On Thursday, May 5, from 10:30 a.m. to noon (Pacific Time), two live cases will be broadcast from Intermountain Medical Center’s Heart Institute to the Main Stage – Level 3 of the Moscone Center in San Francisco.
- CASE 1: A complex lead extraction from both the right and left side of the heart, including an orphaned lead. The case will also highlight the new superior vena cava rescue balloon to aid in the event of a superior vena cava tear.
- CASE 2: Atrial fibrillation ablation
Additional research studies being presented at the conference by the Intermountain Medical Center Heart Institute include:
- Atrial fibrillation patients treated with long-term Warfarin anticoagulation have higher rates of all dementia types compared to patients receiving Warfarin long-term for other indications (Thursday, May 5, 10 a.m., Epicenter Theater 1, Hall D)
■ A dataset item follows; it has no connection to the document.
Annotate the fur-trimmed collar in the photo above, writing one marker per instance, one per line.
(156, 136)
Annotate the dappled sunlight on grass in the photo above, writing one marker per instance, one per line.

- Age at time of ablation and long-term risk of atrial fibrillation in adult Wolff-Parkinson-White Syndrome patients treated with and without catheter ablation (Thursday, May 5, 9 a.m. to noon, Epicenter, Hall D)
- Variability in long-term anticoagulation effect with Warfarin strongly increases risk of renal dysfunction in atrial fibrillation patients (Thursday, May 5, 9 a.m. to noon, Epicenter, Hall D)
“During the conference, people can learn the latest techniques from the world’s best experts using the latest technology,” said Dr. Day. “It’s something you definitely won’t want to miss.”